Two additional observations made in this work also point to the periodic release of prothymocytes from the BM of adult mice. The first concerns the cyclical pattern of endogenous prothymocyte activity present in the BM of both parabiotic and sublethally irradiated mice followed over a 19- to 21-wk period. The second concerns the receptivity of the BM to the induction of high levels of transient prothymocyte chimerism at the end of each cycle (and at the time of appearance of maximal prothymocyte activity in the blood). In a separate study, we have observed the periodic entrance of saturating numbers of prothymocytes into the thymus under circumstances in which the IMV gates fail to close (D. Foss and I. Goldschneider, manuscript in preparation). None of these phenomena would be expected if the release of prothymocytes from the BM occurred continuously and at relatively low levels.
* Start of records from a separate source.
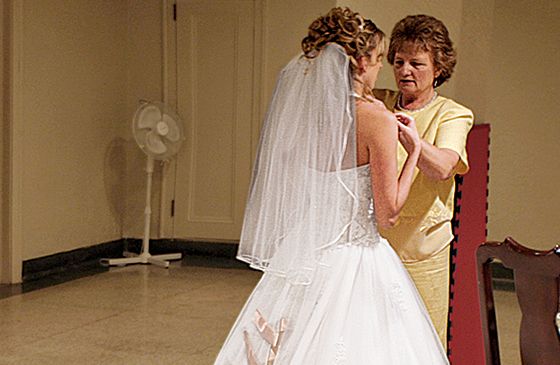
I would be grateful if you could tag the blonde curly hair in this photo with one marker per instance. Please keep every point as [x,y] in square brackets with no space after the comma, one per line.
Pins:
[357,35]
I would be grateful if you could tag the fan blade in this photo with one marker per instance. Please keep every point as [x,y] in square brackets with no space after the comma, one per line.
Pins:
[154,144]
[174,134]
[149,117]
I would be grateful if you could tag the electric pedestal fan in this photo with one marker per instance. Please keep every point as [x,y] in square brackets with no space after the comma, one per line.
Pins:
[158,132]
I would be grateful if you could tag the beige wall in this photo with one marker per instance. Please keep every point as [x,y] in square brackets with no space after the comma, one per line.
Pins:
[522,106]
[3,129]
[73,99]
[86,63]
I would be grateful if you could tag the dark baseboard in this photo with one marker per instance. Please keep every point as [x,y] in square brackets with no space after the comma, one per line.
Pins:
[87,258]
[61,267]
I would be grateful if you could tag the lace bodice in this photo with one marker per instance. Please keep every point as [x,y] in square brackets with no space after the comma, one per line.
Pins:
[363,228]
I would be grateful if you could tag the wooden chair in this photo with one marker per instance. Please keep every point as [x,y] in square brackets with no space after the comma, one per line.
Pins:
[536,275]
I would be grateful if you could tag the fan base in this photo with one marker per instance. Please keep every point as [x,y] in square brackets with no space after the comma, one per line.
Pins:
[132,258]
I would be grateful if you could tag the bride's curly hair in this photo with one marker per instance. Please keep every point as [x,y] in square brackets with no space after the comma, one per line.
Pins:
[357,35]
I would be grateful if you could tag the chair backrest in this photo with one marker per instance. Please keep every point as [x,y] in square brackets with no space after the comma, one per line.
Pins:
[536,275]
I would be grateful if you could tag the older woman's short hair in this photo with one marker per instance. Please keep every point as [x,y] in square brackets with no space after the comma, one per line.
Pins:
[431,35]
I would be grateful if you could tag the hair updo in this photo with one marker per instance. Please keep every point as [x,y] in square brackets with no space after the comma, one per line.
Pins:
[430,35]
[357,35]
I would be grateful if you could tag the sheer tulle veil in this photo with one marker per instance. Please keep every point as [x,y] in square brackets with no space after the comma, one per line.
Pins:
[302,196]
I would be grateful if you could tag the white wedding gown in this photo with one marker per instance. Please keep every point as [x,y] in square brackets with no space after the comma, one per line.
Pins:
[361,307]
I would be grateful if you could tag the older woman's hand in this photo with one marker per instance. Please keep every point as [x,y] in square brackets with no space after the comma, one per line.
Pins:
[408,134]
We have previously demonstrated that the relatively low mean levels of thymocyte chimerism observed in parabiotic mice (16–25%) are due to the inefficient exchange of hematogenous prothymocytes between the parabiotic partners (1). Hence, it was surprising that the hematogenous thymocyte precursors that entered the BM of these same parabionts established much higher levels of chimerism (30–70%). Indeed, when the results in Fig. 1, B and F, are corrected for the ∼2:1 competitive advantage of Thy-1.1 over Thy-1.2 prothymocytes for IMN niches (1), it appears that the population of thymocyte precursors that return to BM is randomly exchanged in the blood. We therefore infer that these cells differ from those that migrate to thymus, possibly representing the less mature subset of prothymocytes described by Spangrude et al. (11). It is unlikely that they are pluripotent hemopoietic stem cells, which appear to be exchanged inefficiently between parabiotic partners, establish much lower levels of long-term chimerism in the BM, and maintain a relatively stable frequency in the blood (1, 12). In addition, the results of BM transfer experiments (Fig. 3) suggest that these cells gain the ability to migrate to the thymus within 4 days. This may help to explain why the chimeric prothymocytes only remain in the BM ∼1 wk before they are replaced by newly generated endogenous prothymocytes. It is of importance that the total prothymocyte activity in the chimeric BM of the parabiotic partners (Fig. 1C), when corrected for the competitive advantage of Thy-1.1 over Thy-1.2 prothymocytes, approximated the peak levels of endogenous prothymocytes in nonchimeric BM. As in the thymus (3), these results suggest that a finite number of niches for prothymocytes also exists in the BM, and that most of these niches are periodically and synchronously vacated.

Conceptually, a series of regulatory feedback loops would be required to coordinate the production and release of prothymocytes from the BM with their gated importation by the thymus. As illustrated schematically in Fig. 4, at least seven events must be integrated in a cyclical fashion: 1) mobilization of prothymocytes from the BM; 2) recruitment of mobilized prothymocytes to (and/or arrest by) specialized vascular endothelium in the thymus; 3) opening of the IMV gates; 4) entrance of prothymocytes into the IMN niches; 5) closing of the IMV gates; 6) generation of a wave of developing thymocytes (and dendritic cells) (5); 7) regeneration of the pool of prothymocytes in the BM. Although considered separately below, these are not necessarily exclusive processes. For example, mobilization and recruitment of prothymocytes may have a common mechanism.

FIGURE 4.
FIGURE 4.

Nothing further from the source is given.